Os caminhos que escolhemos e aqueles que nos escolhem…

MaranhaoEstive no Maranhão na semana passada, para mais um evento de implantados. Tenho que dizer, foi um dos vôos mais longos que fiz, se tratando de viajar para falar de Implante Coclear. E nesse vôo de volta, que atrasou mais de 1h, por conta de um nevoeiro em Guarulhos (se entendi bem), vim conversando com um rapaz que estava no banco do lado do meu.

Ele me contou que estava vindo para São Paulo fazer transplante de córnea, por causa de uma doença que evoluiria para a cegueira, a menos que ele transplantasse a tempo. Um dos olhos já tinha passado da possibilidade salvação, mas o outro, ainda tinha esperanças.

Contei que tinha ido ao Maranhão explicar sobre o IC. Ele respondeu que tinha reparado no aparelho (eu estava de cabelo preso) e que tinha até ficado curioso. Expliquei sobre o IC para ele – que como todo mundo, achava que era caríssimo e inviável, sem saber que o SUS cobre e os convênios também são obrigados a cobrir.
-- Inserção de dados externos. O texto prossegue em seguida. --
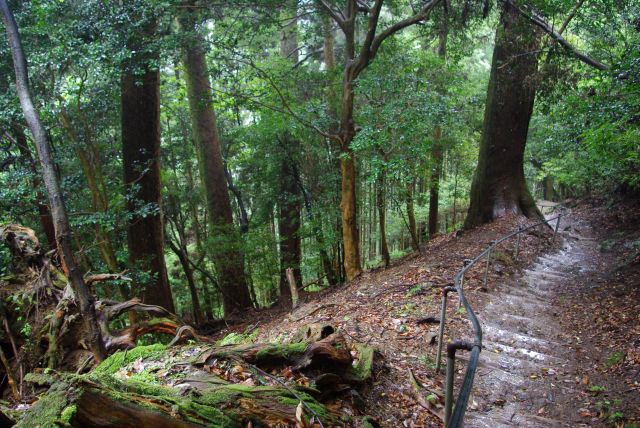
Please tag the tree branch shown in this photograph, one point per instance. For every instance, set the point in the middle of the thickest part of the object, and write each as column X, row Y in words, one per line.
column 389, row 31
column 541, row 23
column 336, row 16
Quando cheguei em casa, fiz um texto no facebook, que queria trazer para o DNO, senão se perde:

“Um dia, eu acordei quase sem enxergar.
Imagina o pesadelo de viver esse dia, justo alguém que já tinha acordado sem ouvir 22 anos antes.
Foi um período sombrio da minha vida. Seis semanas de tratamento, várias caixas de antibiótico, corticoite, colírio, exames, muitas incertezas… Mas foi também o período em que a minha fé mais se fez presente. Eram longos períodos de oração e meditação pela manhã e à noite.
Por causa do tratamento, a luz de casa tinha que ser indireta. Eu passava o dia todo de óculos escuros. E nas orações, além de pedir para meus olhos serem curados, eu pedia para ser capaz de entender por que aquilo estava acontecendo comigo.
Foi quando recebi o diagnóstico de “você está curada” que o DNO nasceu. Ele nasceu para ocupar a cabeça, depois de sair (literalmente) das trevas. E dele, veio o implante coclear. E do IC, vieram as palestras. As viagens. As histórias compartilhadas. A minha família de alma. Meu propósito de vida. Eu não sei se as coisas estão relacionadas.
Nunca soube exatamente o que causou aquela cegueira temporária. Assim como a surdez. Mas cada vez que volto de viagem, depois de compartilhar minha história (e agora, muito do meu conhecimento sobre o IC), com gente desse Brasil afora, volto de coração mais cheio, com mais experiência na bagagem, bons amigos recém conquistados e uma vontade imensa de ajudar mais gente!”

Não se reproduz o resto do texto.